|By Zach Patterson||Friday, 19 Jan 2007|
Silent Hill 2 is the sequel to what was considered a Playstation sleeper hit, and is perhaps what truly elevated the Silent Hill series to an acclaimed immersive, dark, psychological masterpiece.
On the surface, the game takes much of the same from the original game (the control scheme, many of the weapons, some familiar scenery, even the main character bears a passing resemblance to the first game) and simply expands upon many themes and scares using the superior power of the Playstation 2. However, looking back on Silent Hill 2 now, with the benefit of 2 sequels having been released, as well as gems such as Resident Evil 4 redefining what horror games can control like and should look like, the game’s visual appeal and control scheme have become a bit outdated.
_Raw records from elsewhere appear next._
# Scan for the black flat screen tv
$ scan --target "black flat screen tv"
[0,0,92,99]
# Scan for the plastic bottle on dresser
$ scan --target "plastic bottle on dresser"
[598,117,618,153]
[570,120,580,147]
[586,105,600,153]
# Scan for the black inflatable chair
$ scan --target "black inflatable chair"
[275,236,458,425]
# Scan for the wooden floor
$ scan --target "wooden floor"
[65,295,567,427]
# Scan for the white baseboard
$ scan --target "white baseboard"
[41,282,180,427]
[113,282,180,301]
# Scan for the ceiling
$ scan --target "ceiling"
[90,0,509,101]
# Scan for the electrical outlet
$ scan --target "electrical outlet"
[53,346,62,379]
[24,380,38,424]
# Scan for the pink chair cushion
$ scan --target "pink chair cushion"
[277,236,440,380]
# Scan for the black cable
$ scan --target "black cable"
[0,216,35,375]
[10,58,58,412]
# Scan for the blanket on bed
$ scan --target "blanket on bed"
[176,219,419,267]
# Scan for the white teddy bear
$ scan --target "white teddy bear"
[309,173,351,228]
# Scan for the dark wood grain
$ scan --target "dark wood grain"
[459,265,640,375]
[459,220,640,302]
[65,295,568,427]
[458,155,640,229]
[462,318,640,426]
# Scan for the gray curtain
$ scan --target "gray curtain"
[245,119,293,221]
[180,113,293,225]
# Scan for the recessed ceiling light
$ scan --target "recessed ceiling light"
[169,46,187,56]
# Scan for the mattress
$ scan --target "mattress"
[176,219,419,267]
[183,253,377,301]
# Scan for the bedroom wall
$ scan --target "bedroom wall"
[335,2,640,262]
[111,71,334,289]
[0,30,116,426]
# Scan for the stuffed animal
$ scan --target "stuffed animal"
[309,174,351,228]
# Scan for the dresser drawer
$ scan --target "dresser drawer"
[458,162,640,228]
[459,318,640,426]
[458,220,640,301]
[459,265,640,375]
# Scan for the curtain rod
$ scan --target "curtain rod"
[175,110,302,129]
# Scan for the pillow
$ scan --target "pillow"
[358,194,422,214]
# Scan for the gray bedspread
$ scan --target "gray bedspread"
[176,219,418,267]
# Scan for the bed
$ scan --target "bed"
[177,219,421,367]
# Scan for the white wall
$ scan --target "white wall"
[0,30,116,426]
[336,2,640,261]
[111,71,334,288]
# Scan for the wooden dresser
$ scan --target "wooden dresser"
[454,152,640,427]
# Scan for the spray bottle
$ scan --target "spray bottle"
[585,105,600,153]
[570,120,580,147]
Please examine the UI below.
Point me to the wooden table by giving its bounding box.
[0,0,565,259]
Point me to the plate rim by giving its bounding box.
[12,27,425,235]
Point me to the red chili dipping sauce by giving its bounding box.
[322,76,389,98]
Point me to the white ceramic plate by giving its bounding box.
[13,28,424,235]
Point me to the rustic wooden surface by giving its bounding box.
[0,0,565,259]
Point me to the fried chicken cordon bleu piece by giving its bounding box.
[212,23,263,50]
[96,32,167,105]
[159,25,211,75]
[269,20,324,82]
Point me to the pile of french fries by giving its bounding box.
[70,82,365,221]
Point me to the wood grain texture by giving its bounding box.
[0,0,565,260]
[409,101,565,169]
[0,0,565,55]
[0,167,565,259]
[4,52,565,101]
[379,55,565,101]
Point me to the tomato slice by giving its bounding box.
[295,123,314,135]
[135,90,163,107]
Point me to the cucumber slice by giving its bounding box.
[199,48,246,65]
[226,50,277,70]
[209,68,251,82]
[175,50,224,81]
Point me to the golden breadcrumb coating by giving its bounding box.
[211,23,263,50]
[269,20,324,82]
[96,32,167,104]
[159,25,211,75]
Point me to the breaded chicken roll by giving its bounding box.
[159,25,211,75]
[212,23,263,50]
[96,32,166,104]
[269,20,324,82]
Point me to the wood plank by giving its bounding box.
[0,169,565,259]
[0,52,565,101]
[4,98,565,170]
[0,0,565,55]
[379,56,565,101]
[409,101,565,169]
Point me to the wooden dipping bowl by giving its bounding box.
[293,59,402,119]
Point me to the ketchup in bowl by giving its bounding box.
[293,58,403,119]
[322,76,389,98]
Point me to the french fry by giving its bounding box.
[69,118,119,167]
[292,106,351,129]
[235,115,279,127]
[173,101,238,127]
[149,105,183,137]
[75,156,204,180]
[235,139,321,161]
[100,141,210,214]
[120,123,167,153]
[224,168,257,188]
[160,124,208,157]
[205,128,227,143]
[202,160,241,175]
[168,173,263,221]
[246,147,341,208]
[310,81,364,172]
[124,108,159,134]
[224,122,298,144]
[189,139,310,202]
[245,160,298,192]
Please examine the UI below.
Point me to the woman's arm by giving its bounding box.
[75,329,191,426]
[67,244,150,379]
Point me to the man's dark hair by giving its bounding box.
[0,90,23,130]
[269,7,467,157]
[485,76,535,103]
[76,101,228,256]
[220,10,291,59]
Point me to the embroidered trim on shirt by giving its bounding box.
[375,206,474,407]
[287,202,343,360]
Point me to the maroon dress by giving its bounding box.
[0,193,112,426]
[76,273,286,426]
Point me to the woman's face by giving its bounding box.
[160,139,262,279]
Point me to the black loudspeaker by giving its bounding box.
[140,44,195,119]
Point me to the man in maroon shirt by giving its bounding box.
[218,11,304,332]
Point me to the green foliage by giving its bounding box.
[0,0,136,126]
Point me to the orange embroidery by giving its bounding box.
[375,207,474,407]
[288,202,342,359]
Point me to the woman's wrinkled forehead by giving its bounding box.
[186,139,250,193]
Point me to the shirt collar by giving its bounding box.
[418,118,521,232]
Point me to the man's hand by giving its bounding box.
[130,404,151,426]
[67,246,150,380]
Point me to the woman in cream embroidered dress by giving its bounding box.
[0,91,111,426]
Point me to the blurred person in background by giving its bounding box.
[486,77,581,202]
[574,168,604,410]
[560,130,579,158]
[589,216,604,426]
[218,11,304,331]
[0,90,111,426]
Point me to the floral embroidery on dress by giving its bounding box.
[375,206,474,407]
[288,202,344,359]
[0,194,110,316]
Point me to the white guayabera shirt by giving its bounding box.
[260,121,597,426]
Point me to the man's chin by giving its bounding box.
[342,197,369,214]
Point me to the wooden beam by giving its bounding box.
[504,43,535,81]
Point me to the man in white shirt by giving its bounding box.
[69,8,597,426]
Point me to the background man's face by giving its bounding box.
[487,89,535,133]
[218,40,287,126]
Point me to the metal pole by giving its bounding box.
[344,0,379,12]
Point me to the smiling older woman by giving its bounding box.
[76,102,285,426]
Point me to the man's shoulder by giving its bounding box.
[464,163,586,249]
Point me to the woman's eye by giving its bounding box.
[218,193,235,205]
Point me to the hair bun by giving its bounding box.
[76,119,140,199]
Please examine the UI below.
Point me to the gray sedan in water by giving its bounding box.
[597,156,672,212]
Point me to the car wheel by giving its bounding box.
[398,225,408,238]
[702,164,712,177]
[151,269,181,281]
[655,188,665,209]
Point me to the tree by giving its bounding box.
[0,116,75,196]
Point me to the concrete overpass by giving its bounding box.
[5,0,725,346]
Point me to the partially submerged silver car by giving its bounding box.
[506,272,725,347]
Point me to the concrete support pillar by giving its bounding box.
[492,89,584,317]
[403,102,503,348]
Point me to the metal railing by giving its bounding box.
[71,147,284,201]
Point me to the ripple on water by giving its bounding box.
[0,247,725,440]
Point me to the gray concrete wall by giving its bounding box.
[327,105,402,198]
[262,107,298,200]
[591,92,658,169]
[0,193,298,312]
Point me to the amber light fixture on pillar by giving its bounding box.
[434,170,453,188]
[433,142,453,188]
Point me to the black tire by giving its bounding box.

The graphics are now a bit bland in many areas, with simple creatures such as the common armless creatures having low poly counts and the mannequin creatures having bad reflection effects that do, to a certain extent, take away from the spooky environment. As your progress, however, the later monsters look much more menacing and convincing. One effect that the game does use well is the darkness and fog effects. In the original game, the fog was there to save the game from having to load long views of the town and have massive draw-in (an unfortunate setback of 32-bit systems), but on PS2, it is added to create atmosphere. While the fog never looks perfect up close wandering through it (it comes up very blocky in some areas), it creates a feel of dispair and unrest, as it is very easy to get lost and run head on into monsters. In addition to low poly counts on some monsters, another small complaint I have is that our hero, James, has some very poor running animation. Walking, he is fine, but when dashing around, he runs like a 60 year old man crossing the street, and extremely stiff at that. This is a small complaint, but the way the characters move is an important part to how realistic a game feels (something, I should note, was addressed in the future games in the series). The enemies, however, truly shine here and move in terrifyingly strange movements.
Another issue is the game’s ancient control scheme, which is based off the first game, which itself was based off the Resident Evil series. The Resident Evil series never had a great scheme to start with, and Silent Hill’s wasn’t quite as good as that. Silent Hill 2 does take steps in the right direction. Running is still sluggish and combat is a bit tough, but the controls are more responsive and are second nature once you have played an hour or so into the game. Combat, as I mentioned, could be better. These games have traditionally relied on close melee combat for a good deal of the game, which is frustrating, considering the lack of mobility James has. The gun combat is fairly good overall, and there is a decent selection of weapons to pick from. In addition, while some of the puzzles are a little off the wall, most are solveable and prove to be a good challenge. They are a definite improvement over some of the ridiculous Resident Evil puzzles.
So what does a game that has dated graphics, an old control scheme, and passable acting really have to offer? Story. Though the acting is a bit laughable in some sequences, the story is one of the finest you will find in modern games. It begins as a man who lost his wife years ago receiving a note from her asking him to come to Silent Hill. What transpires from there is far too good to spoil in a simple review, but suffice to say that the entire game, from the monsters to the environment (especially take note from the Historical Society on), is full of symbolism that falls back on the main character and his mistakes and fears in his life. Even each of the characters he meets are not simply window dressing outside the plot, but instead each represent something in James, or are suffering similar personal damnations due to their past.
Once you begin to realize why the monsters are nurses, for example, or resemble restrained medical patients, the true planning and depth to the plot come to the forefront. It is truly a heartbreaking tale, and the plot alone will overshadow many of the shortcoming associated with the game. Not just the story, but the music is absolutely fantastic. Mixing elements of noise, indie rock, hard rock, and ambience, Akira Yamaoka creates one of the best modern soundtracks in games today. It is absolutely worth buying on its own, and the music itself tells its own tale.
In finalizing my opinion of this game, I have to realize that the control is still awkward, the combat is frustrating, the graphics have been bettered in subsequent sequels, and the acting is a bit substandard. On the other hand, the controls are forgiveable and graphics are only worth so much, as a compelling story with a frightening atmosphere and outstanding soundtrack is worth checking out. Especially considering the dirt cheap price you can find this, it is definitely worth your time and money.